The public-private partnership model, under which the expressway is being built, is also facing a lot of flak. The JP group has the right to sell the hi-tech city property and collect toll on the highway for 36 years, but it is the government's responsibility to acquire land. For example, in Aligarh, the government has offered farmers Rs.570 per square metre when the market rates are anything between Rs.8,000 and Rs.20,000 per square metre. The rates at Noida are between Rs.30,000 and Rs.60,000 per square metre, but they got only around Rs.850 per square metre.

The United Progressive Alliance (UPA) government at the Centre in 2007 proposed changes to the Act. The Land Acquisition (Amendment) Bill, 2007, suggested that land could be acquired for public purpose, but the state could not buy land for private companies. According to it, companies would have to buy 70 per cent of the land, and only if they did so could the state acquire the rest for a particular project. It also proposed alternative grievance redress mechanisms instead of courts.

Allies of the Congress in the UPA, such as the Trinamool Congress, opposed it saying that private companies would use money and muscle power to force farmers and tribal people to acquire land. The Planning Commission opposed it on the grounds that the proposed changes were inadequate. Planning Commission member Mihir Shah was quoted as saying in a national daily: Sustainable industrialisation cannot be realised without a more informed land acquisition policy and without stakeholders on board. Seventy per cent of 190 infrastructure projects in the pipeline have been delayed due to land acquisition problems.

He added: A blanket sanction to public purpose' as proposed by the Bill qualifies the assertion of absolute sovereign power by the state over natural resources. He was of the view that public purpose' should be carefully defined and social assessment study should be an integral part of the Bill.

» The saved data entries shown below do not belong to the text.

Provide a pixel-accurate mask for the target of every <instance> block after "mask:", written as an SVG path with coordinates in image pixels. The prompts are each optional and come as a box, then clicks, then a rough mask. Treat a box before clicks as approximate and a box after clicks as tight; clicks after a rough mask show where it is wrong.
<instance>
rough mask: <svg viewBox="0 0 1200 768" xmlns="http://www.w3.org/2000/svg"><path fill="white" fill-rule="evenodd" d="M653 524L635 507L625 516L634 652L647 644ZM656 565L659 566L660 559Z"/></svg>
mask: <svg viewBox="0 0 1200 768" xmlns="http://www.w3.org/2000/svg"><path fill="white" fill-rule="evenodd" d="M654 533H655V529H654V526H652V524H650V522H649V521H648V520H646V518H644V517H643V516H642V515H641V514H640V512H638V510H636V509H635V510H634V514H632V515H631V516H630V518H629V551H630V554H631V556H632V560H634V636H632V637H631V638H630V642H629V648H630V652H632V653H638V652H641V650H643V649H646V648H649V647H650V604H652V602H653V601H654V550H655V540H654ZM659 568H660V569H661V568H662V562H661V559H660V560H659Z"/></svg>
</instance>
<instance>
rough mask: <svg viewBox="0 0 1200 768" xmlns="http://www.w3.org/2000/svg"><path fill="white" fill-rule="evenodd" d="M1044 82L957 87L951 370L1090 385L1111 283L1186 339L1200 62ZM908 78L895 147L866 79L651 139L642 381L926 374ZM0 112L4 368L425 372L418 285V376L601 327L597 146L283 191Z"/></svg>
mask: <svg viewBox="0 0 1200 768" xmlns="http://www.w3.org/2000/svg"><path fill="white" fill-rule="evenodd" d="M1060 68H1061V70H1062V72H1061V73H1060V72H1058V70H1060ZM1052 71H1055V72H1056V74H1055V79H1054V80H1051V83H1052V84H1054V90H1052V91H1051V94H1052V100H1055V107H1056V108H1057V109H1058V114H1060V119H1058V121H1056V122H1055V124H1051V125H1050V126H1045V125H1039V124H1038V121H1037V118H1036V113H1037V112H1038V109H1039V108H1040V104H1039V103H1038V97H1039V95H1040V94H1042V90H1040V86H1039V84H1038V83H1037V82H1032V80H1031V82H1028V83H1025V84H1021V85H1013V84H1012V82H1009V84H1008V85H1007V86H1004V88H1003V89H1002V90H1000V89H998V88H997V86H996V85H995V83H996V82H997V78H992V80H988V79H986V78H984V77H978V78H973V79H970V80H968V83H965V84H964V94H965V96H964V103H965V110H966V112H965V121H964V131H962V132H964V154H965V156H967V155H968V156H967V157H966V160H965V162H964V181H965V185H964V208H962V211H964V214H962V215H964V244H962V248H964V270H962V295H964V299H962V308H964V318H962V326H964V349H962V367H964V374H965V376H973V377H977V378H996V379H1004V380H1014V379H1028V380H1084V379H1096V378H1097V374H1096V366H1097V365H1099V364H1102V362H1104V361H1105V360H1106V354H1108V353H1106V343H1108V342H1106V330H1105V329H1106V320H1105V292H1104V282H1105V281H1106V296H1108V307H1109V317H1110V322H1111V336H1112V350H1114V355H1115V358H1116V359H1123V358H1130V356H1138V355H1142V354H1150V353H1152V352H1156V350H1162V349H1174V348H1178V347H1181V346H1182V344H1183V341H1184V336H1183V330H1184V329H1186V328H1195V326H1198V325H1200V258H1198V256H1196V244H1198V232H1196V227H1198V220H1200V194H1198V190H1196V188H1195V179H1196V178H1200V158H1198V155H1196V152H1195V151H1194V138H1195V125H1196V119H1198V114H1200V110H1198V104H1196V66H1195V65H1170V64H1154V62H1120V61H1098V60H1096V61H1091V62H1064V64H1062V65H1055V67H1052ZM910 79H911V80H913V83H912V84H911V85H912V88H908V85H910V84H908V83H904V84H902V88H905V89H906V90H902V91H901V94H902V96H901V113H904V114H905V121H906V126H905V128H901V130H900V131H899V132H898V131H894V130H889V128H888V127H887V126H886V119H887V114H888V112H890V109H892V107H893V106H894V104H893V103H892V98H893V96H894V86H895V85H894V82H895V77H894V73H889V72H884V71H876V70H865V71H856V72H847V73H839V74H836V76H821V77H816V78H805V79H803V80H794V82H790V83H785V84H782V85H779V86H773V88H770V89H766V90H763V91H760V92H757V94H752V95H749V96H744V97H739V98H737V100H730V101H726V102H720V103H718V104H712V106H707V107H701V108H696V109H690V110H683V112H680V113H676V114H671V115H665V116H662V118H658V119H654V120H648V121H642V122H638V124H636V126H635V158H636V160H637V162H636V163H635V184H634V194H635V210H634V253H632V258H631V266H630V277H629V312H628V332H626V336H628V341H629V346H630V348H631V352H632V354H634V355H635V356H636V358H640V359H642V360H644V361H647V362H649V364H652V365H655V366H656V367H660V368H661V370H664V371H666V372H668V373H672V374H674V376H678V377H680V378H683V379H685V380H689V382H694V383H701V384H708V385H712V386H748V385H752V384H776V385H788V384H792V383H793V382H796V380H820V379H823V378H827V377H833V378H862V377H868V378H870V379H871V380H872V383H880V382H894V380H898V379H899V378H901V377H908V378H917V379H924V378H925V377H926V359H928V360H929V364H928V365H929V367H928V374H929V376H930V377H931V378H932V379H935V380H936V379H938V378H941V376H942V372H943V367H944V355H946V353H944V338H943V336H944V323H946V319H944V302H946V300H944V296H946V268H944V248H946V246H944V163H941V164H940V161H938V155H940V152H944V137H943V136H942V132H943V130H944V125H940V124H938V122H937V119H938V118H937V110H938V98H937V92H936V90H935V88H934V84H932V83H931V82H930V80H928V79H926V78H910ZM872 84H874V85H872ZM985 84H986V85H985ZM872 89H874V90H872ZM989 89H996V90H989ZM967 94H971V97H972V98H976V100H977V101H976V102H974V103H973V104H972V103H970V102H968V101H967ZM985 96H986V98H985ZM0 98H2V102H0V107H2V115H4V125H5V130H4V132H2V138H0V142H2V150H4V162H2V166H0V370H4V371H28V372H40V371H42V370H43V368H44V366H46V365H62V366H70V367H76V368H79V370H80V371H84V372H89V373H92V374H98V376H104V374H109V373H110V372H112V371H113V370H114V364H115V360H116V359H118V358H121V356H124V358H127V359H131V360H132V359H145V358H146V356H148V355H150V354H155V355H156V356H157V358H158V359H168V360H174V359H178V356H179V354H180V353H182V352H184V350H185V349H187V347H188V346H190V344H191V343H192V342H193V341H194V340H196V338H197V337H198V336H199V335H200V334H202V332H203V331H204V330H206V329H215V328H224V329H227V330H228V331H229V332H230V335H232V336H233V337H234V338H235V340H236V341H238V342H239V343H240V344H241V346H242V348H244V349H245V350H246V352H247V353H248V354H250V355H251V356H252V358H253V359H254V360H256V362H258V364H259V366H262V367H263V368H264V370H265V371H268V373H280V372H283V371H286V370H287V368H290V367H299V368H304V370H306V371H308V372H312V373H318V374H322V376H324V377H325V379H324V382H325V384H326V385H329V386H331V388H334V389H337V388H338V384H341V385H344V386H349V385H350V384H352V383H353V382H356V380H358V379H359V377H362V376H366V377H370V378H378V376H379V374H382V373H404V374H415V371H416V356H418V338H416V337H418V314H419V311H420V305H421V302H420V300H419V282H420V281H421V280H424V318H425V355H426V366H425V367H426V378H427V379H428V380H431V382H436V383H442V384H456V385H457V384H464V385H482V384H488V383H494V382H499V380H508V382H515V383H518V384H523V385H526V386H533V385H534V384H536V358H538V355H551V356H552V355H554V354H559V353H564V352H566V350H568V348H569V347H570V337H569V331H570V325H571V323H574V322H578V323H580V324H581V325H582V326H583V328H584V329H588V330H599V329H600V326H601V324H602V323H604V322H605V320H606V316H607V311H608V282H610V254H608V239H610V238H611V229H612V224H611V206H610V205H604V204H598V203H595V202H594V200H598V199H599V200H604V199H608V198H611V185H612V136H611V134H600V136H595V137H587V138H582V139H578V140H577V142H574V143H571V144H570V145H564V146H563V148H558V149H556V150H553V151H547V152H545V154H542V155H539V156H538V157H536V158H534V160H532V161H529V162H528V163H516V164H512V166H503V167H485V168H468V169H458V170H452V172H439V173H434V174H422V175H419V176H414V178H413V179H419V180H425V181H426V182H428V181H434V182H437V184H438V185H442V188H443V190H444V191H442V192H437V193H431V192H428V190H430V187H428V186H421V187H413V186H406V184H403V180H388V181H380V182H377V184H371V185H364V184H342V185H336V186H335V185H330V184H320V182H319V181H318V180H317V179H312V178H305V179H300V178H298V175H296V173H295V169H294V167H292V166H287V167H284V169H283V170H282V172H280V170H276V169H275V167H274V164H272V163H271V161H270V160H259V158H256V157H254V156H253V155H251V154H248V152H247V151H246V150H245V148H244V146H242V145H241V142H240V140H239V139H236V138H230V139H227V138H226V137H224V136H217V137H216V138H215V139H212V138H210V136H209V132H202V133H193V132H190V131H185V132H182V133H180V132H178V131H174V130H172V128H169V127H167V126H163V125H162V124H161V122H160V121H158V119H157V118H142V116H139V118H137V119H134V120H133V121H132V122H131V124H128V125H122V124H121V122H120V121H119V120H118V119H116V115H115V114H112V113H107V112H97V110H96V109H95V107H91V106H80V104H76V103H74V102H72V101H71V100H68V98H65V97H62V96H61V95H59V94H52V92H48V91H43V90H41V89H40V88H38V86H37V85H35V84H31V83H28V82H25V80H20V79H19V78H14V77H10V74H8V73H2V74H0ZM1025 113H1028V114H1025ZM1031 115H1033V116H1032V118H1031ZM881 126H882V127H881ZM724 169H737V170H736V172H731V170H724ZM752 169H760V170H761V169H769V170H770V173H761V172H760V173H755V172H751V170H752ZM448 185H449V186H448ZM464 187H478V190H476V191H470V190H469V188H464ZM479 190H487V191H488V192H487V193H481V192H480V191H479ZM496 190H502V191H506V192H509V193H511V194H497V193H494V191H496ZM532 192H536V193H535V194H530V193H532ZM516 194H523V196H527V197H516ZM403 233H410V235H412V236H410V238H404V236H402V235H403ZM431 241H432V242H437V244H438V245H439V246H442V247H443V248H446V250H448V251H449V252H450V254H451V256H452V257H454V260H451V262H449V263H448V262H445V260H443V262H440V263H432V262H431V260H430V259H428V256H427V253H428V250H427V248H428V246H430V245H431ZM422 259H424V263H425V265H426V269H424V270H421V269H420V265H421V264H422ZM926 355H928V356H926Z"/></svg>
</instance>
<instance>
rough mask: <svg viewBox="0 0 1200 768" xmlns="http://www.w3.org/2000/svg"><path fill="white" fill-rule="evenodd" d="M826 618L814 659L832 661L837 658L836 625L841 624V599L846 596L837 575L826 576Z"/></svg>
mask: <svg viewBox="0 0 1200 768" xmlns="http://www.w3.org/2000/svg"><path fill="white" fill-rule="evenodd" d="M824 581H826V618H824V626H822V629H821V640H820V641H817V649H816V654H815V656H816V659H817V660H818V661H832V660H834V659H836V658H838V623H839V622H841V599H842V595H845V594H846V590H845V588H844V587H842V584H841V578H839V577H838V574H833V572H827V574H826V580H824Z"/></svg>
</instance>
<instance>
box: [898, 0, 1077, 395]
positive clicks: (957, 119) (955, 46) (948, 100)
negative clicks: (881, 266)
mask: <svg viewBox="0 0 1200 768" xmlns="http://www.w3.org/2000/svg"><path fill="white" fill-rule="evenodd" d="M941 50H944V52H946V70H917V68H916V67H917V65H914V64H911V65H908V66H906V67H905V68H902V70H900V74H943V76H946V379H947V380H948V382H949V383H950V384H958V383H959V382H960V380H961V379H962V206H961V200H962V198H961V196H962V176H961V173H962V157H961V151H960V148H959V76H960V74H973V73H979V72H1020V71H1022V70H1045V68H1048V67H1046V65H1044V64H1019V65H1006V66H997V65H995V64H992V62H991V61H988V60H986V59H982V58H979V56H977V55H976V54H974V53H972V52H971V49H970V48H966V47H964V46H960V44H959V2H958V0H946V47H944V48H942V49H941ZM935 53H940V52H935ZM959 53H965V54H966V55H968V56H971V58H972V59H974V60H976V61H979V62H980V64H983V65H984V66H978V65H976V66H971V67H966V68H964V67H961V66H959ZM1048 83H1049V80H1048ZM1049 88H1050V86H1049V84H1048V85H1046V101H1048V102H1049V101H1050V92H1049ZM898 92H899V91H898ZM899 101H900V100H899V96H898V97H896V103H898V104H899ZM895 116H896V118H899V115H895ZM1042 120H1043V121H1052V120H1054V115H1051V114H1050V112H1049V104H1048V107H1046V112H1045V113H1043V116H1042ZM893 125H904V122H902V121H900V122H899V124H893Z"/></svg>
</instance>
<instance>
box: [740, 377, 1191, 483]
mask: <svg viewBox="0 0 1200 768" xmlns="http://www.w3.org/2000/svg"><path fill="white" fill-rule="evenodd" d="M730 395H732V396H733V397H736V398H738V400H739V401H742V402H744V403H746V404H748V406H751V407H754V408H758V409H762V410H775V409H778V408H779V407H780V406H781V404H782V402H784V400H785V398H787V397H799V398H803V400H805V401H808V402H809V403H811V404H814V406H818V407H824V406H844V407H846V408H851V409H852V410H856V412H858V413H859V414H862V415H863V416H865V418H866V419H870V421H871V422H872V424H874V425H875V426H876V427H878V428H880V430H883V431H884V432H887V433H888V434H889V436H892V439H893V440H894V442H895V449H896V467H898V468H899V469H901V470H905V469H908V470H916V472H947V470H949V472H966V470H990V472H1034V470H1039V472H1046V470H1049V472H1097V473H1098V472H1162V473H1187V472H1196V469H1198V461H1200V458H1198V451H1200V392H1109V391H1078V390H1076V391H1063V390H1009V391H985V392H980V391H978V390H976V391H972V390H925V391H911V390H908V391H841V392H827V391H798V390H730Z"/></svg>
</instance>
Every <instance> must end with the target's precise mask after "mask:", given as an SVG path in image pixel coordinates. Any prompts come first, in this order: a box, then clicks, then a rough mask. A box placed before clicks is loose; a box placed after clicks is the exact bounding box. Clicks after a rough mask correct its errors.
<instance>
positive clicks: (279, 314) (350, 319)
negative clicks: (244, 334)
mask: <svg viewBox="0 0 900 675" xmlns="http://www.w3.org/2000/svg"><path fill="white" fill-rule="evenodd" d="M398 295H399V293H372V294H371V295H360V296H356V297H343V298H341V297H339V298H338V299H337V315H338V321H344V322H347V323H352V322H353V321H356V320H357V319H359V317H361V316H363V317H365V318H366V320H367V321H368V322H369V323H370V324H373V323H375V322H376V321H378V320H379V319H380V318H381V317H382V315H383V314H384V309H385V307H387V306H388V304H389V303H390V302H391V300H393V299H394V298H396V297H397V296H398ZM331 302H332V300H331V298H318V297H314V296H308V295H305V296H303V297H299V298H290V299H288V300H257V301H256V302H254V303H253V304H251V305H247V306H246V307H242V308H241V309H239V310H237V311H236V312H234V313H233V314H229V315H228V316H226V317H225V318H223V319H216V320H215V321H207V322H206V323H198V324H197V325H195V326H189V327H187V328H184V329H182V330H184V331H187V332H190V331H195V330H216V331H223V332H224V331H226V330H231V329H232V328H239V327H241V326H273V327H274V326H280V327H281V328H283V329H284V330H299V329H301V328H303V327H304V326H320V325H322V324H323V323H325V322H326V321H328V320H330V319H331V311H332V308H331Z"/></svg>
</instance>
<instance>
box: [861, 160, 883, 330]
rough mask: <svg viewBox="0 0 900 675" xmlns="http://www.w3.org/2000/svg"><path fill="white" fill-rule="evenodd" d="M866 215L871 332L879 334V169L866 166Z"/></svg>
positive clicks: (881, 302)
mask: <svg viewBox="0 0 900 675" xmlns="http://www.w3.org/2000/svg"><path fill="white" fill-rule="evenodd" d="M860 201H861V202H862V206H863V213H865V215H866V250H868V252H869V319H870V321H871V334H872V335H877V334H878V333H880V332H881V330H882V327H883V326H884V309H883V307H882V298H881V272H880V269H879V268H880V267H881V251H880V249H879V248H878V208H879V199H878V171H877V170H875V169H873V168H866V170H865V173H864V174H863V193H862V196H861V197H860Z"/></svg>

The hypothesis seems to be in tandem with the reality in Uttar Pradesh. According to Kaukab Hamid, an RLD leader, road development projects in the State could displace 23,512 villages, including those that the Yamuna Expressway and the Ganga Expressway planned by the Mayawati government would displace.

Suneet Chopra, joint secretary of All India Agricultural Workers' Union (AIAWU), said, The total commitment of the Central government and a number of State governments to acquire the meagre holdings of peasants who depend on them for their livelihood to serve the interests of billionaires who have little respect for law, as the affairs of the Reddy brothers in Karnataka, Posco and Vedanta in Orissa, and Dow Chemical in Bhopal show, is responsible for terrible happenings like the Zikarpur police firing all over the country. The AIAWU staged a dharna at the Mathura Collectorate against the police firing, under the leadership of Brijlal Bharti, a Jatav.

All this speaks a lot about the negative impact of anti-people policies on people as a whole, irrespective of what caste they belong to. Prem Singh Gahlawat of the All India Kisan Mahasabha said: If land reforms had been in place and absentee landlordism had been tackled, the agitations of farmers against such policies would have been much stronger and political in nature. The government promotes inequalities in a village economy by not implementing land reforms precisely for this reason. It fears that farmers will get united, irrespective of their castes.

Zikarpur definitely points to a nascent trend of this developing unity.